When a cancer patient survives five years from the end of treatment, most medical teams consider it a success. However, for some pediatric brain cancers, being disease-free at five years does not equal a cure.
“For a long time, we thought that surgery and radiation were pretty good treatments for ependymoma…until we realized that patients’ ependymoma tumors can recur 10 to 15 years later,” says Kathleen Dorris, MD, neuro-oncologist at Children’s Hospital Colorado and Assistant Professor of Pediatrics at the CU School of Medicine. “Once we started to realize that fact, we were more desperate to find better treatments.”
One of the major challenges in developing new treatments for ependymoma has been a lack of good ways to test new medicines. Generally, cancer scientists test new drugs against cancer cells of the type they’re trying to treat. However, many scientists found it difficult to keep cells from ependymoma tumors alive in the lab.
Through your support of The Morgan Adams Foundation, a team at Children’s Hospital Colorado led by Nick Foreman, MD, Seebaum/Tschetter Chair of Pediatric Neuro-Oncology, discovered what ependymoma cells needed to live outside of the patient. After successfully growing ependymoma cells from two samples donated from patient tumor tissue removed during surgery, Foreman and his team meticulously tested these cells on plates and in mouse models to ensure they performed the same way ependymoma cells do in humans. Then, with the models confirmed, the team started testing new treatments.

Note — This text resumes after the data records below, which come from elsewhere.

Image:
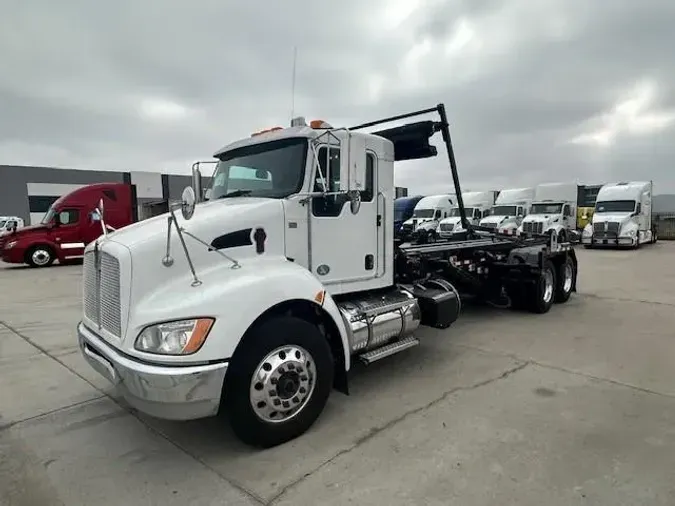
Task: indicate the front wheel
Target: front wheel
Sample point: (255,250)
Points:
(565,281)
(543,293)
(279,381)
(40,256)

To do this, researchers used a technique called high-throughput screening, which (very basically) included using complicated machinery to dose ependymoma cells with over 200 known anti-cancer drugs to see which worked best. The most successful drug in the screen was a chemotherapy developed in the 1950s called fluorouracil, or 5-FU for short. Another category of medications that killed ependymoma cells was retinoids (chemicals related to vitamin A).

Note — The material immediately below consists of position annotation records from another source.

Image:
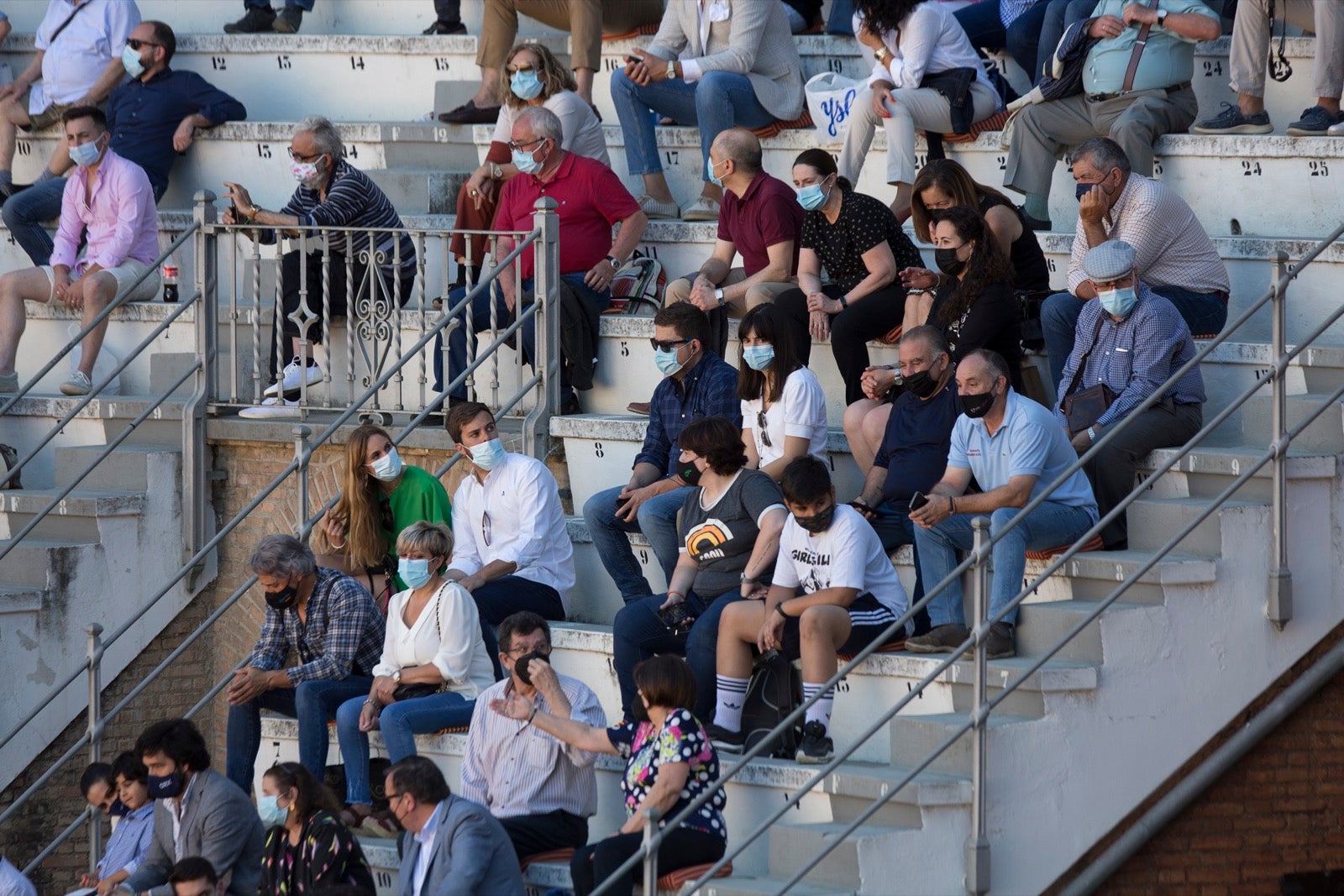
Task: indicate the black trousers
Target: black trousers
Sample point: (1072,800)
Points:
(683,846)
(870,317)
(534,835)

Dr. Dorris specializes in translating laboratory discoveries like this into new treatments and as a first step, she presented the team’s findings at scientific meetings and asked colleagues around the country for input. It turned out that a couple of other research and treatment centers around the country had already seen some success with 5-FU against ependymoma in different settings (for example to treat recurrent ependymoma). Dr. Foreman’s laboratory team was able to confirm that 5-FU works best when combined with radiation and then is followed by dual therapy with 5-FU and tretinoin (a retinoid).

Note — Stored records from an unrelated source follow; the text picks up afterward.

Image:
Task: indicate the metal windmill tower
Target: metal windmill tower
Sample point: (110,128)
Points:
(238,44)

Based on Dr. Foreman’s lab work, the group was able to propose a never-before-tried clinical trial for pediatric ependymoma: the addition of 5-FU to the radiation followed by treatment with 5-FU and tretinoin.
“I love the opportunity to merge patient care with research and, honestly, it’s been so rewarding to help quickly move things that Dr. Foreman is doing in the lab into a potential therapy for patients with ependymoma,” Dr. Dorris says.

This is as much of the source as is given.